Что с государем в последнее время творится неладное, было ясно решительно всем, кто имел доступ ко двору. Уже после снятия осады с Силистрии в нем стала постепенно совершаться перемена, которая акцентировалась все явственнее в течение неспокойного петербургского лета 1854 г., когда Чарльз Непир крейсировал в Финском заливе. Все менее и менее владел он собой. Известие об Альме повергло его сначала в ярость, и он набросился с гневом на ни в чем неповинного посланца Меншикова, ротмистра Грейга, привезшего весть о поражении. Больше этого не повторялось, подобных гневных выходок печальные вести с юга не возбуждали, но общая подавленность становилась все тяжелее. Царь жил от курьера до курьера и ничем не мог и не хотел отвлечься от одолевавших его тревог. Ф.И. Тютчев назвал его впоследствии «лицедеем», актером. И в самом деле, Николай умел всегда маскировать свои истинные чувства и настроения, когда находил нужным это делать. Но тут, между Альмой и Инкерманом, а особенно между Инкерманом и Евпаторией, он, по-видимому, постепенно утрачивал веру даже в тех немногих людей, которым до той поры доверял. Все расползалось, все оказывалось гнилью, и все окружающие представлялись предателями. «Что ты, продать меня, что ли, хочешь?» — кричал он вне себя, примчавшись в Михайловский замок, когда узнал стороной, что комендант фон Фельдман, лично царем назначенный на этот пост, допустил каких-то, никому не известных двух людей к подробному осмотру секретной модели Севастополя. Это случилось совсем уж незадолго до конца.
Жестоко уязвленная непомерная гордость явственно убивала этого человека и в то же время не позволяла ему признать, что именно она-то его и убивает. Среди зимы он переехал из Гатчины в Петербург и здесь продолжал возбуждать в ближайшей челяди такое же боязливое любопытство, какое возбуждал в Гатчинском дворце. Ночью часами прислуга слышала тяжелую поступь царя, неустанно шагавшего взад и вперед по той узкой, всегда почему-то очень холодной комнате в нижнем этаже Зимнего дворца, где он велел поставить свою кровать.

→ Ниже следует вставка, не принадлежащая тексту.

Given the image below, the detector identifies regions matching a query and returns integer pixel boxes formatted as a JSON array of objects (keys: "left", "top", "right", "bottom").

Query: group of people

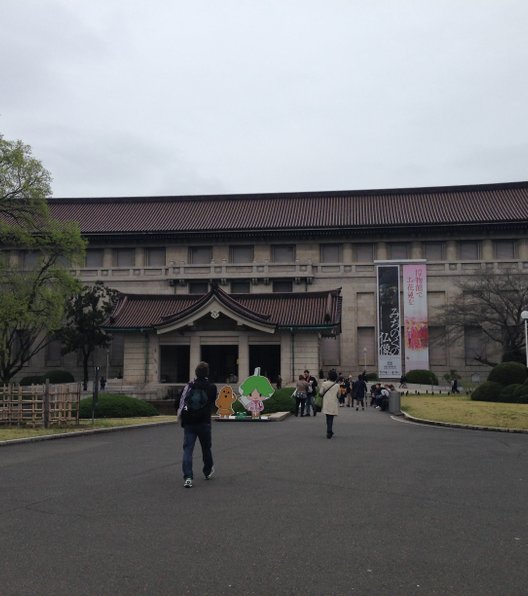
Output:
[
  {"left": 370, "top": 383, "right": 395, "bottom": 410},
  {"left": 293, "top": 370, "right": 318, "bottom": 416},
  {"left": 178, "top": 362, "right": 394, "bottom": 488}
]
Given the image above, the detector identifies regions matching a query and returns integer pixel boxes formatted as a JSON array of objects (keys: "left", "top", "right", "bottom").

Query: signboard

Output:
[
  {"left": 376, "top": 265, "right": 402, "bottom": 379},
  {"left": 403, "top": 263, "right": 429, "bottom": 371}
]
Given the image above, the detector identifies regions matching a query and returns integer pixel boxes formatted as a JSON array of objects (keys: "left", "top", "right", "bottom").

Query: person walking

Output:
[
  {"left": 320, "top": 370, "right": 339, "bottom": 439},
  {"left": 178, "top": 362, "right": 217, "bottom": 488},
  {"left": 352, "top": 375, "right": 368, "bottom": 410},
  {"left": 295, "top": 375, "right": 310, "bottom": 416},
  {"left": 304, "top": 370, "right": 317, "bottom": 416}
]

Знавшие его натуру и русские и иностранцы впоследствии нередко говорили, что они никак не могли представить себе Николая, садящегося в качестве побежденного за дипломатический зеленый стол для переговоров с победителями. А после Инкермана надежда на возможность избежать поражения очень потускнела. Лишнее было искать успокоения в беседе с Паскевичем, потому что царь знал, как мрачно смотрит фельдмаршал на русские перспективы. А кроме Паскевича, Николай теперь никому не верил. Конечно, он не сомневался, например, в «лояльности» Александры Федоровны или наследника: он слишком хорошо знал, что на самостоятельное суждение при нем никто не отважится. Жена наследника Мария Александровна, как и ее муж, считала губительной, непоправимой ошибкой занятие Дунайских княжеств и так именно и высказалась, но этот приступ откровенности впервые постиг ее не в 1853 и не в 1854, а в 1856 г., когда Николай уже лежал в могиле и сама она была уже не великой княгиней, а императрицей и говорила с глазу на глаз со своей доверенной фрейлиной Анной Федоровной Тютчевой.
Слабая надежда на начавшиеся в декабре венские совещания исчезала с каждым новым донесением Александра Горчакова из Вены.